Monday, October 3, 2011

Jim Sheridan: Broken Home (Dream House)

Rachel Weisz, Dream House, Universal Pictures, 2011.


A fragmented melodrama/horror-thriller/haunted house/did he or didn't he picture which frustratingly does not come together, Jim Sheridan's intriguing Dream House is a delicious melange of style with little substance and no resonance.

A mediocre script with A-list talent sometimes works, but definitely not here, so lets not get into the sandy narrative. It's all derivative and unbuyable anyway. Instead we'll focus on the better aspects. The A-list cast is really very good. Daniel Craig, as always, invests himself completely in Will, a businessman who finds that he and his family have moved into an idyllic murder house. Rachel Weisz is warm as his doting wife Libby, and Naomi Watts is good if a little out of place as his shifty neighbor Ann. The underrated Marton Csokas is driven and forceful as Ann's husband, Jack. Elias Koteas is always welcome in any cast.

Caleb Deschanel's cinematography is a beast of ferocious pleasure, his dance of shadow and light adding a sheen of mystery to a plot seriously lacking in that department.  John Debney's score is playful yet genuinely creepy. I always love when a filmmaker steps out of his comfort zone and tries a new genre. For the last 25 years, Sheridan has become known as the Irish workingman's director. His plaintive, simple biopics and domestic dramas were all well done and lauded, including My Left Foot, The Field, In the Name of the Father, The Boxer and In America.
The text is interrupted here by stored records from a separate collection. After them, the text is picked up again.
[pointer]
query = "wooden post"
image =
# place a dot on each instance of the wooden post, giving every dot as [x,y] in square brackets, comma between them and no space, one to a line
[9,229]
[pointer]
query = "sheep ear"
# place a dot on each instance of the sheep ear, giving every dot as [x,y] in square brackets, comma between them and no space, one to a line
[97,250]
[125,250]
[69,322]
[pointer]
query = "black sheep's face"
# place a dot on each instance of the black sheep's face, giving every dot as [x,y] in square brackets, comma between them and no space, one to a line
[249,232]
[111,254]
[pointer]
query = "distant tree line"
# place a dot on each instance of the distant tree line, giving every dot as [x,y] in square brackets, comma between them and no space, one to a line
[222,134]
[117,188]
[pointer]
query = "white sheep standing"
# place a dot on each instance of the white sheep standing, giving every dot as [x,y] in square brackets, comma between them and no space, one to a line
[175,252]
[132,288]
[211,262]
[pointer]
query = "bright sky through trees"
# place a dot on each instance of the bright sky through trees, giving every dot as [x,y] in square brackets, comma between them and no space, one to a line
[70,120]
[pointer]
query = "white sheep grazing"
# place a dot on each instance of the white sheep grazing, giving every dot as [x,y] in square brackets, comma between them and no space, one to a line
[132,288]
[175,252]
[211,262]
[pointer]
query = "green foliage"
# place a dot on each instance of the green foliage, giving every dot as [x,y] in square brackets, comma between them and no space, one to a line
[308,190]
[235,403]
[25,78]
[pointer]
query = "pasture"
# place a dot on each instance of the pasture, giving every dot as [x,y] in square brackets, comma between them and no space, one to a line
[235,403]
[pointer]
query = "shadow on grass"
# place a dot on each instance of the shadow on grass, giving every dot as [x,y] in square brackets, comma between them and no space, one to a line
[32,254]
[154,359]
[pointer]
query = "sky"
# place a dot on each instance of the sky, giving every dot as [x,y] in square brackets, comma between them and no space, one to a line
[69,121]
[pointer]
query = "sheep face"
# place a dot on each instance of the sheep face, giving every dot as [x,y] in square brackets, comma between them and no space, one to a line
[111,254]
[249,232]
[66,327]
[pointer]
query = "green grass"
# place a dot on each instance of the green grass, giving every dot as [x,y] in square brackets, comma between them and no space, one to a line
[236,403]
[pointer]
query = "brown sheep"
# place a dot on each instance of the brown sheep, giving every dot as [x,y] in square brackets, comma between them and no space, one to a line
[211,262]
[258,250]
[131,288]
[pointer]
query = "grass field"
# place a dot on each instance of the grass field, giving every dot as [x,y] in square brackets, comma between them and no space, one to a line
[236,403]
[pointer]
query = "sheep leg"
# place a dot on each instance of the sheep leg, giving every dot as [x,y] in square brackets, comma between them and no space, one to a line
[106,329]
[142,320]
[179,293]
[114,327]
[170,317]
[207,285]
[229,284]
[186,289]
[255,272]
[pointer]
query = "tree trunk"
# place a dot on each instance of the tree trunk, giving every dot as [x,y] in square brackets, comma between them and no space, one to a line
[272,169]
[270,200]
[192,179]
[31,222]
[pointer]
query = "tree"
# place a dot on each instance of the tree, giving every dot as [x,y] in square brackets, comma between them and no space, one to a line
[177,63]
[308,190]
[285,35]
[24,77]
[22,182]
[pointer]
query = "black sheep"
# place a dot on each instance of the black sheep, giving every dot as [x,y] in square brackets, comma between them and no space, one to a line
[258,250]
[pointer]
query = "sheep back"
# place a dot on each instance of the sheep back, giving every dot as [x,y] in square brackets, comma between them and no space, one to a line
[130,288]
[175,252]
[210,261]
With Get Rich or Die Tryin', he stepped out of his comfort zone and succeeded. It was an honestly well done picture, with Sheridan's touch just the thing it needed to take it to another level. His remake of Susanne Bier's Brothers was a return to his old visual style and emphasis on domesticity. With Dream House, he triumphs stylistically, while as a whole, it is the least film in an impressive, individual body of work.